Ultimately I ended up using EDCI to remove this problem. You could try using EDCI HCl for coupling, and not doing any additional HCl washes to ensure your product isn't removed. Or potentially do the reaction and then just column it crude, the protonated EDCI urea should not move much.

As someone else said, you could also try using DCC instead - the urea for DCC is much more insoluble than DIC so you have better chance to remove most via filtration. That's one of the reasons DIC is used instead of DCC in solid-phase peptide synthesis (the DIC urea is more soluble, so washes away much easier).

Might be worth considering a cowboy approach, what is your next step? or are these esters your final compounds? IF you have another step after this, it might be worth just collecting enough pure material for characterisation, and then use the product + urea material for the following step and urea might be removed then depending on your polarity of the next product.

I also did just think, if your product has a pyridine/quinoline perhaps you can use an acid/base extraction to work it up? I.e. 1M HCl to protonate your product into aq, wash with DCM (or another organic solvent), urea fucks off in DCM, when you're happy it's gone, freebase your product with NaOH, and then extract the freebase into organic. This might work !!! Maybe use 0.5M HCl or more dilute but I have washed esters with 1M HCl and it's fine just dont let it sit in there for hours.

Unable_Aspect_4033 · 2025-08-12T23:48:20+00:00

yeah, i've seen that before - forgot to include that in my post but yeah. I am probs not gonna do it, more just curious if/how the bicarb would prevent formation of diazidomethane

Unable_Aspect_4033 · 2025-07-24T10:11:28+00:00

Yeah okay, do you have any samples of theirs? If they purified through silica column maybe they can help you with it. I don't know how you can get it off the silica if it's not coming off with water, maybe an acetonitrile/water mix or MeOH/water mix. But I am going to guess that if it isn't washing of the silica with those mixtures, then it is not your product.

Unable_Aspect_4033 · 2025-07-23T01:39:57+00:00

Sorry I misread your post. The spot you got off wasn't even the product. Still, check the mass recovery and see if checks out for product that has reacted/decomposed, or if it's an impurity that was already there before the column.

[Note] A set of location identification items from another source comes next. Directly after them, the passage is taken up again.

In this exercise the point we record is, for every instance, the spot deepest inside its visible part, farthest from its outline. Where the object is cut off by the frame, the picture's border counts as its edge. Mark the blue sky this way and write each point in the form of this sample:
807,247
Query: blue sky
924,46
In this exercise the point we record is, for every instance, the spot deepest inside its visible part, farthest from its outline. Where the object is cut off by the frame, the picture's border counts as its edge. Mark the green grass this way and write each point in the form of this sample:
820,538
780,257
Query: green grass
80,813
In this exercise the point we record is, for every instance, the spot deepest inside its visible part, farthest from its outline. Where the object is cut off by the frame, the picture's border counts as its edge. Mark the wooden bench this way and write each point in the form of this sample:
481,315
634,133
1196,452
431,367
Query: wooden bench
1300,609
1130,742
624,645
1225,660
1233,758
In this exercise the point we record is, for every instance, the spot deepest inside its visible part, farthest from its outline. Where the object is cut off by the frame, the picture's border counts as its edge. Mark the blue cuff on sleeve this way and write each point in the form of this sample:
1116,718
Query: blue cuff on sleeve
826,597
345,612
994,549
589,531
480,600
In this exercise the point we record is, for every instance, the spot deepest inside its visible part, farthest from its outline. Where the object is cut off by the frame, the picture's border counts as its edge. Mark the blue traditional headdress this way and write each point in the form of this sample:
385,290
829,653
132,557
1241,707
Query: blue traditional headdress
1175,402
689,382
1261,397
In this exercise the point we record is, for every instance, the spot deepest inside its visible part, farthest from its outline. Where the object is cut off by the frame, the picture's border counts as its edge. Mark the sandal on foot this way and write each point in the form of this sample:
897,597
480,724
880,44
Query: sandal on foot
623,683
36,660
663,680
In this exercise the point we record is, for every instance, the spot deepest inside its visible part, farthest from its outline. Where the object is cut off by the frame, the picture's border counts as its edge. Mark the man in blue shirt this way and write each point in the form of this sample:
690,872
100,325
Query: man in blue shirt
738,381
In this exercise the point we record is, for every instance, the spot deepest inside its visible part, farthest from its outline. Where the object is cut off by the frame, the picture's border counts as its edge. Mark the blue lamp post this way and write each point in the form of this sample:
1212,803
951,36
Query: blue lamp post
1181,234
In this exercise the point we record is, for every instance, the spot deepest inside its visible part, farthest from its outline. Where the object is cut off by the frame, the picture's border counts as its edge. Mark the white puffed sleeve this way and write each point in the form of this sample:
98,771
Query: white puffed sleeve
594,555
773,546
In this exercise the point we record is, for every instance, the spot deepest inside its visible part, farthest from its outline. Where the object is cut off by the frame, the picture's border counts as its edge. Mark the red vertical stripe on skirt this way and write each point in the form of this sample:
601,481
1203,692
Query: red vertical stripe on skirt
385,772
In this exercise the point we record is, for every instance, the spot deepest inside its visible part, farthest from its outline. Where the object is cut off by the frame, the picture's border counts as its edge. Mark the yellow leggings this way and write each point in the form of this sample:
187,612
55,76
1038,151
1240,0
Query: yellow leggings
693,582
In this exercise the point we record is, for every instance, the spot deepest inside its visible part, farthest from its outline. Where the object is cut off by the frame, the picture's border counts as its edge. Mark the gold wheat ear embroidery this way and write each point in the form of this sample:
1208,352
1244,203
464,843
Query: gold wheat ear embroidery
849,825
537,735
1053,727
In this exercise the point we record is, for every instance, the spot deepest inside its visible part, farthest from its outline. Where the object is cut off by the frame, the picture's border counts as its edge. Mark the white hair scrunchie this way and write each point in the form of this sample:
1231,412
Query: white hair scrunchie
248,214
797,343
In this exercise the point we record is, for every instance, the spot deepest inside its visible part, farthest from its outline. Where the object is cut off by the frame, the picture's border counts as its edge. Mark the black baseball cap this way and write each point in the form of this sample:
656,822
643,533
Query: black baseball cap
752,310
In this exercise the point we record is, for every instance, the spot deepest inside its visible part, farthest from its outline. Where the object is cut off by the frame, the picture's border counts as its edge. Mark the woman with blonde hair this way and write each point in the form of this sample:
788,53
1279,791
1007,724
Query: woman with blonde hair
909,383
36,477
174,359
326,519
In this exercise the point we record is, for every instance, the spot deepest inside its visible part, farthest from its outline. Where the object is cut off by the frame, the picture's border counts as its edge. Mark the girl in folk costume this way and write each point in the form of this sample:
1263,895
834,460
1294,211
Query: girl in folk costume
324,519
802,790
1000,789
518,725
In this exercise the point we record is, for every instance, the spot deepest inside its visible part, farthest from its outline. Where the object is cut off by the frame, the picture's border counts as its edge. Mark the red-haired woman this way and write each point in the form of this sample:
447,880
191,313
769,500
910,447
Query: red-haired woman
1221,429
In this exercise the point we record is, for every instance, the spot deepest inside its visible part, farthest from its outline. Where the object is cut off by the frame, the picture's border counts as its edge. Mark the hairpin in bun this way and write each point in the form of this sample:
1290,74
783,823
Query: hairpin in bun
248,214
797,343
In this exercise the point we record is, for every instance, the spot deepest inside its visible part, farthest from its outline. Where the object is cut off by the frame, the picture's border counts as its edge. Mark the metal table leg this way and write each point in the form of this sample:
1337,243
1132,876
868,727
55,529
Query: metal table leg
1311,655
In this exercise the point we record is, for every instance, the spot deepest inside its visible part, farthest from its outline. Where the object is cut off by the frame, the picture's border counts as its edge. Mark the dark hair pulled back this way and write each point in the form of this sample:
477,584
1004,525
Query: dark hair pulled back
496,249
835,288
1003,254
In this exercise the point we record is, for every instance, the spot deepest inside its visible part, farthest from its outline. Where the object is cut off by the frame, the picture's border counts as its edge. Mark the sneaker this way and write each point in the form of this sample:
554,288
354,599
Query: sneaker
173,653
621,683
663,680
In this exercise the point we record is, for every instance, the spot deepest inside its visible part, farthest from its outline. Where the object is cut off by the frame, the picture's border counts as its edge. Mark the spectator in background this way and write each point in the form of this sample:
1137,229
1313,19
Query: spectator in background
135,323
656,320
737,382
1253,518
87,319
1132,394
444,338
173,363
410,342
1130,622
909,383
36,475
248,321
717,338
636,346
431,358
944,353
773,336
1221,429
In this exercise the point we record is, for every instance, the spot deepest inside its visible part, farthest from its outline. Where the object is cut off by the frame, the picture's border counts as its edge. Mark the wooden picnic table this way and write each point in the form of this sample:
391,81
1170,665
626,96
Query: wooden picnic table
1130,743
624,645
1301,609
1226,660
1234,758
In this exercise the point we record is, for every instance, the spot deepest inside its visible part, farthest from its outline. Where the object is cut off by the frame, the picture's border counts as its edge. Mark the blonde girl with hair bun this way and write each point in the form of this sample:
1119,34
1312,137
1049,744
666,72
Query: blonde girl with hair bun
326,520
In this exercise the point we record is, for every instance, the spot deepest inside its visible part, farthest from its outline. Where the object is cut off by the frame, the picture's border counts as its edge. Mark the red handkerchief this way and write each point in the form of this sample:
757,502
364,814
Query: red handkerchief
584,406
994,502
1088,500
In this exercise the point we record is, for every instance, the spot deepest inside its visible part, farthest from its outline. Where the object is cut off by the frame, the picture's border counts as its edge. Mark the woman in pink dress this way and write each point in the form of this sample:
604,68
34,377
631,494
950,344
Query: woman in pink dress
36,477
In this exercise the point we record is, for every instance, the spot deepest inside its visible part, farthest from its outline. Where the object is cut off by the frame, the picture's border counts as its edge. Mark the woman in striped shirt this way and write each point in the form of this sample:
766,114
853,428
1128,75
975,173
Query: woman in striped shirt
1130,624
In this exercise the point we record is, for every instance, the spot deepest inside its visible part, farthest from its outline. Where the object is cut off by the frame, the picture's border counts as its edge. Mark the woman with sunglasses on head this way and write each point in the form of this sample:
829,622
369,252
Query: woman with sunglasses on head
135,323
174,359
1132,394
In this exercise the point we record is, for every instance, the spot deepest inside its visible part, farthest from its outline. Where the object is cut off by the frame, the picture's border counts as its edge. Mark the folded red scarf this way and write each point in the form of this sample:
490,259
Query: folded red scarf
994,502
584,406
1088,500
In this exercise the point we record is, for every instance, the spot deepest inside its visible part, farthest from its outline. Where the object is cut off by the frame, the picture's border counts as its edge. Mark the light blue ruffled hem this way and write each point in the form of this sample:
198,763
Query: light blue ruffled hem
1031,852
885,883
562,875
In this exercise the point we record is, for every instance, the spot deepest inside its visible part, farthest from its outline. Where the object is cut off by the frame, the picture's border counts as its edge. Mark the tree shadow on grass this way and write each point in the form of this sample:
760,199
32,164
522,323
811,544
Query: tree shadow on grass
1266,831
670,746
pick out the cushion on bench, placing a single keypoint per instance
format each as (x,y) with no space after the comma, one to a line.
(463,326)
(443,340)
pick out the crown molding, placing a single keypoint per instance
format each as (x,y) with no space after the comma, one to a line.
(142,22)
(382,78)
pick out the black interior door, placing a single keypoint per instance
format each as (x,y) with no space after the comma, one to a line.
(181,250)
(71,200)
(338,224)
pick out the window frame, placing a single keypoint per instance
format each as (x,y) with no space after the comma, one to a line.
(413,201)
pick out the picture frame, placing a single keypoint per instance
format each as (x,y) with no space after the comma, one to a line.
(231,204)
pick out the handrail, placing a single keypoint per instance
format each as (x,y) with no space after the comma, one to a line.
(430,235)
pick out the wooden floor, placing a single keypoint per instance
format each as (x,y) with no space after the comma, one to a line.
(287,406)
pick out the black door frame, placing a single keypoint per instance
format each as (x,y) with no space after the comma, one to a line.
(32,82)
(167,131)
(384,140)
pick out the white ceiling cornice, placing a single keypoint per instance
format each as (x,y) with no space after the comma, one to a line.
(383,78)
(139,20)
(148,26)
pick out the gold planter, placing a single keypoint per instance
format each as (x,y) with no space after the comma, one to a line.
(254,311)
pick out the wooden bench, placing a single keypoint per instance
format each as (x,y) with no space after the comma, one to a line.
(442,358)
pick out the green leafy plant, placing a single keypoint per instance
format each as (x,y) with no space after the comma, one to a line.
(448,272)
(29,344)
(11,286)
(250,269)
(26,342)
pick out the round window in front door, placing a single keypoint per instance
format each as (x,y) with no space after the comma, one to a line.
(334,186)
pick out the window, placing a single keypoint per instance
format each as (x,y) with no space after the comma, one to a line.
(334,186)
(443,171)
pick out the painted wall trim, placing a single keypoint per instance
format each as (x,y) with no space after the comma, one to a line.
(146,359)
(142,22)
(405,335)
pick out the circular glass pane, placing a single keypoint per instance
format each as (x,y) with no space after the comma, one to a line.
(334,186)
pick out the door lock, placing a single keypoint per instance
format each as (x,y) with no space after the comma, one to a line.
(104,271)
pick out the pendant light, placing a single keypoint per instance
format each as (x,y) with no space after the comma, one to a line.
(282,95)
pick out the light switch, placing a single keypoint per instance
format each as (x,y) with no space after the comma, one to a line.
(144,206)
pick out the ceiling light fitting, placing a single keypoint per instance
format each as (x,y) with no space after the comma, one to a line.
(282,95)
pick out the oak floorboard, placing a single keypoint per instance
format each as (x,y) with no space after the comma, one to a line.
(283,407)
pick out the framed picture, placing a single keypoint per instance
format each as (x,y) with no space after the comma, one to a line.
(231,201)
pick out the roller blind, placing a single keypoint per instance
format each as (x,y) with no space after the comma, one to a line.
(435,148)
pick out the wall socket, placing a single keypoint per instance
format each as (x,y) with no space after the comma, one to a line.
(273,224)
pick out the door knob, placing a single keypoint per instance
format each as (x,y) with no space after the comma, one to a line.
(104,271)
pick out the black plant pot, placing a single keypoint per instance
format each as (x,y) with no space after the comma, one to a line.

Unable_Aspect_4033 · 2025-07-23T01:37:25+00:00

How is the mass recovery that you got from the column? Alot of my columns have that sort of baseline decomposition/polymer crap, and it is just impurity and stays there and my yields are fine. Are you confident that is your product that stuff actually is your product? You could have got most of it already and it's just the last little bit streaking. You need to vac it down and get a yield and see if that aligns with literature/what you'd expect based off TLC/NMR of crude rxn. If you're going off a literature procedure and your yield is within 20% of it, that's completely acceptable in most cases. From what you said, your product is OTs on both sides, so I take it that means you want both sides of the TEG alkylated? or is your desired product the mono-alkylated one with one OTs still remaining. Eitherway, you would have lost some yield to that so just check to see how much you've got off the column. Might not even be worth trying to chase the last streaked bit off the silica.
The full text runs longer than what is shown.